In 2018, aviation industry veterans Lee Woodward and Ian Cooper founded Skyborne at the UK’s Gloucestershire Airport. An airline training academy, Skyborne employs a combination of time-tested techniques and new technologies to deliver thoroughly modern courses. Alongside the Diamond DA42 twin-piston, the academy offers advanced synthetic training aids including on a Boeing 737 MAX simulator.
Skyborne’s website is rich in images featuring women so it is fitting that the academy’s initial air transport pilot license (ATPL) counts Alisha Jassar as a student. Aged 19, Jassar is unusual for entering the course directly from secondary school, rather than university. Her aviation interest was sparked at an early age by seeing light aircraft at her local airfield. Since taking a trial flight at the age of 16, it’s a route she has navigated largely under her own initiative.
“The school careers advisors knew nothing about getting into the industry.
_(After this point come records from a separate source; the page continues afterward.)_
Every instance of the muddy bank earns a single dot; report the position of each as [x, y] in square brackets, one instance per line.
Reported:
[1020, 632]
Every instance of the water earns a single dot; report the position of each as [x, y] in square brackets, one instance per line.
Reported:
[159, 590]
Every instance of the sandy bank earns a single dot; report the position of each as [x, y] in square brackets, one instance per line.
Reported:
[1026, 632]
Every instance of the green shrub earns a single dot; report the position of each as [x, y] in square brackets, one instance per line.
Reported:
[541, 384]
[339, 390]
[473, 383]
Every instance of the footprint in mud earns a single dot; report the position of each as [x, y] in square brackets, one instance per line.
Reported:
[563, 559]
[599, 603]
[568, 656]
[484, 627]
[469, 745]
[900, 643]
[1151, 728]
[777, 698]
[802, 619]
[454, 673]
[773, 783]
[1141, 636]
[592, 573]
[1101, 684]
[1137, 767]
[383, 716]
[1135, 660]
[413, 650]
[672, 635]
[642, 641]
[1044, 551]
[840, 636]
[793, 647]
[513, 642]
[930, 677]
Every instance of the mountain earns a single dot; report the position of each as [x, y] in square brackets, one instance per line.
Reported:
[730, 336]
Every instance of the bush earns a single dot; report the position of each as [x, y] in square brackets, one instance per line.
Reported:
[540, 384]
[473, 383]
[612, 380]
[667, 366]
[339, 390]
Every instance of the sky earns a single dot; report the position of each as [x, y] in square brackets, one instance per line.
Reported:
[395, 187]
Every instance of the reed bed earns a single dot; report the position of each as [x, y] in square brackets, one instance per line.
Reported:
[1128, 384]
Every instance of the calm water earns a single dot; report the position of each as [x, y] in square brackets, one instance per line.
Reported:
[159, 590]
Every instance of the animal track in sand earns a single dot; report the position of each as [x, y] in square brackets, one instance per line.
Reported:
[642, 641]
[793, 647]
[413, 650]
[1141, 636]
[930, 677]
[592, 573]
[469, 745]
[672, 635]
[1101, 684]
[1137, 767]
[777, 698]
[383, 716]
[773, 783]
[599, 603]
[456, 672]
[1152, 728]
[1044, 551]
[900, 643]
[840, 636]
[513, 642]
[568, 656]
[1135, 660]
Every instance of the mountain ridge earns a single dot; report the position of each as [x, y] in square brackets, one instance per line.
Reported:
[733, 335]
It’s a fairly common issue, schools tending to encourage students to attend university over other career paths. I did my own research and attended Pilot Careers Live [PCL, a series of European industry shows]. I found out about Skyborne through the PCL newsletter,” Jassar tells Runway Girl Network.
“Their facility really impressed me, and I was reassured by the credibility of the instructors and founders, who are all very personally involved. I’m currently in ground school; the course is 67 weeks long.”
Right now, Jassar says her primary goal is to secure a position with an airline. “I’d like to achieve a captaincy and fly long-haul during my career.”
Woodward, who serves as CEO of Skyborne, says the academy trains its cadets as close to the requirements of an airline operator as possible. “We have a progressive continuous learning philosophy, which overlays the theory with scenario-based training. It delivers theoretical training in tiers, which we believe promotes better understanding. We also add otherwise unheard-of modules, including customer service, which all our trainees receive, and flight risk analysis,” he explains.
Jassar confides that ground school “can be challenging, requiring that you dig deep, focus, take feedback and develop. There are also challenges from being the only female on the Integrated ATPL course, a situation emphasized by learning in a boutique environment.” She reckons it’s a good test of determination and expects to work in a minority female environment throughout her career, despite the industry’s efforts to improve diversity.
She wants to be part of the solution. “I want to promote greater diversity within the industry. I found the typical cadet profile intimidating when I started looking. Greater insight and promotion of diversity will go a long way to encouraging more young women to consider airline pilot as a real career choice,” says Jassar.
“To those at my former school considering career options, I’d say that becoming an airline pilot is possible if you have the passion and attributes to get through the training. It was never presented to me as a career choice and I’m keen to promote it to those who don’t think it’s possible.”
It’s a philosophy Woodward shares. Skyborne is involved in an initiative engaging children as young as 12 and welcoming them to its facility for summer camps. Recognizing that fewer than 10% of candidates applying for pilot training are female, Woodward says the outreach effort will actively encompass girls, but adds a caveat.
“I don’t believe the pilot training industry is configured to appeal less to women. Perhaps we haven’t done enough as an industry to change perceptions. It’s about offering flexible working arrangements for all; those airlines which do, like India’s IndiGo, have the largest proportions of female pilots.”